Text von Adelheid, Fotos von Ina
Am Sonntag war frühes Aufstehen angesagt, denn wir wollten rechtzeitig um 8.30 Uhr im Museum eintreffen. Wie immer saßen wir pünktlich im Bus und schafften es, direkt zu Öffnungsbeginn, noch vor dem großen Ansturm, das Gelände zu betreten.
In einem schön angelegten Park befinden sich drei große Ausgrabungshallen und ein Museum. Geschickt werden die Besucherströme hinein- und hinausgeleitet, so dass ich nie den Eindruck von Gedränge oder Enge hatte. Alles wird sehr sauber gehalten, ständig gehen Reinigungskräfte mit Besen und Schaufel herum und, wenn man sich suchend nach einem Papierkorb umsieht, weisen einen andere Besucher schnell darauf hin. Immer wieder fiel mir bei unseren vielen Besichtigungen auf, wie sehr die Chinesen ihre Denkmäler pflegen und sauber halten.
Der Anblick der kampfbereiten Krieger in Schlachtordnung mit Pferden und Wagen ist wirklich überwältigend. Insgesamt soll eine lebensgroße Armee von über 20 000 Soldaten, Offizieren und Kommandanten unter der Erde begraben worden sein, um die Grabstätte des ersten chinesischen Kaisers, Qin Shihuangdi, vor über 2000 Jahren zu schützen.
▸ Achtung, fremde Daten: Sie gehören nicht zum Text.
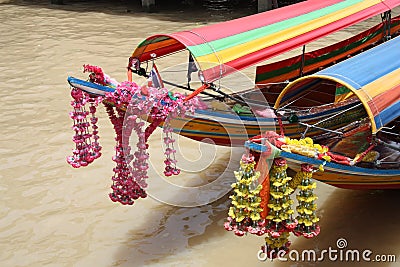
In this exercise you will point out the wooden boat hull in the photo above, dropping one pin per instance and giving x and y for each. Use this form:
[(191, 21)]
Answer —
[(233, 130), (229, 129)]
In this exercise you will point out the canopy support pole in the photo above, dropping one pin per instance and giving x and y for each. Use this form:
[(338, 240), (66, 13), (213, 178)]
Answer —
[(302, 61)]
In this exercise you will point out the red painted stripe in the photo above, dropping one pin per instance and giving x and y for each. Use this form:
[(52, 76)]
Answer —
[(229, 28)]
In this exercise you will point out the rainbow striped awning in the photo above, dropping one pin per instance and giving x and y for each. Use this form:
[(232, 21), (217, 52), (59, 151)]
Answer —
[(373, 76), (226, 47)]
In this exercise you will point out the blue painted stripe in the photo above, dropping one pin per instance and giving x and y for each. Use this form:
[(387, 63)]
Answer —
[(89, 84), (368, 66)]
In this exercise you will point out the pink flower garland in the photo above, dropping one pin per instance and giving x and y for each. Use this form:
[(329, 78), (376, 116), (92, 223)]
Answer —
[(87, 148), (127, 106)]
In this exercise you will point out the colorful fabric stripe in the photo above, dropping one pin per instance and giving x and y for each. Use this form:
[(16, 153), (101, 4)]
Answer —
[(373, 76), (226, 47)]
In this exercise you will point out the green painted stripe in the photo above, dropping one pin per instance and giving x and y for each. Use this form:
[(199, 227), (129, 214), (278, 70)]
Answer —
[(274, 73), (153, 40), (241, 38)]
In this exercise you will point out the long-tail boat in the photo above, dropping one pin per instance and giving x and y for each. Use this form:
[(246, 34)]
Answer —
[(218, 51), (364, 154), (222, 49)]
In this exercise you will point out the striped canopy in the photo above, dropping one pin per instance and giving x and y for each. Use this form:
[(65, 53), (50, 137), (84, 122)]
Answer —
[(373, 76), (226, 47)]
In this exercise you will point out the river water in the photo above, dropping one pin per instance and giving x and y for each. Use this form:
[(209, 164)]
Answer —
[(54, 215)]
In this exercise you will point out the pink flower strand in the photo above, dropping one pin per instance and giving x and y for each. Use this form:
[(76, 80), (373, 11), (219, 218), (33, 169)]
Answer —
[(87, 147), (129, 103)]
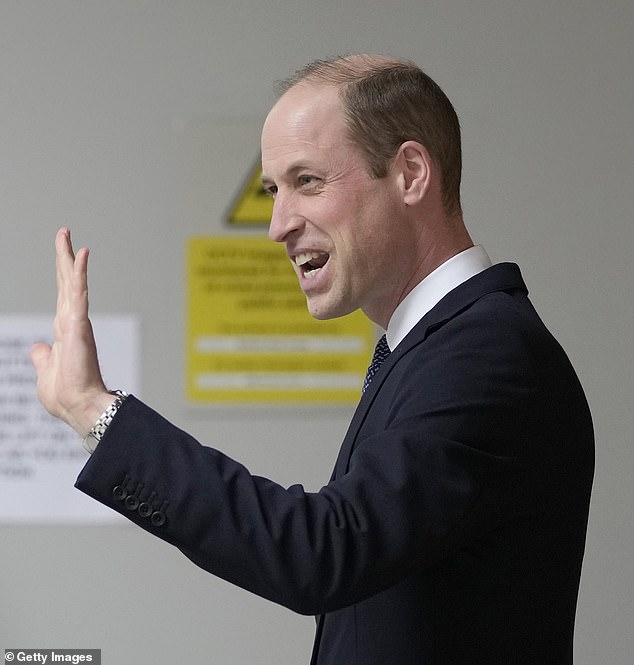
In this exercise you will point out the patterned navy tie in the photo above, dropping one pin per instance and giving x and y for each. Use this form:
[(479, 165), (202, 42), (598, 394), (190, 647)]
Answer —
[(381, 352)]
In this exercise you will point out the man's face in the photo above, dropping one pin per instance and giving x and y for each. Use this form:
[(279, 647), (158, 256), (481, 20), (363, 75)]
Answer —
[(339, 224)]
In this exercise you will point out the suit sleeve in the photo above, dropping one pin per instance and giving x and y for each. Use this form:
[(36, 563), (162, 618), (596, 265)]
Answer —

Er einte als erster nach blutigen Kriegszügen das chinesische Reich, schuf durch Vereinheitlichung von Maßen, Währung und Schriftsprache eine effiziente Verwaltung, ließ Straßen und Kanäle anlegen, war aber auch ein grausamer Tyrann, der entweder Angst vor Verfolgung im Totenreich hatte oder sich mit Hilfe der Armee in diesem Reich Unsterblichkeit verschaffen wollte.
Durch Zufall wurden 1974 die ersten Bruchstücke entdeckt und seitdem in mühsamer Arbeit von den Archäologen ausgegraben und zusammengesetzt. Besonders eindrucksvoll ist die Tatsache, dass jeder Soldat andere Gesichtszüge zeigt und dass jedes Detail an Frisur, Kleidung, Rüstung bis hin zu den Schuhen aufs Feinste ausgearbeitet ist. Holz ist zwar vergangen, aber hat Abdrücke hinterlassen, Bronzewaffen sind gut erhalten, wie wir im Museum feststellen konnten, wo sich auch zwei kleine bronzene Kutschen mit Pferden befinden.
Unglaublich sind der Machtwille des nur knapp 40 Jahre alten Kaisers und die Logistik, die hinter dieser gewaltigen Grabanlage steckt. Jahrelang haben unzählige Arbeiter dafür in einer extra angelegten Stadt gearbeitet, viele sind dort auch gestorben. Soll man dieses Werk nun bewundern oder verurteilen?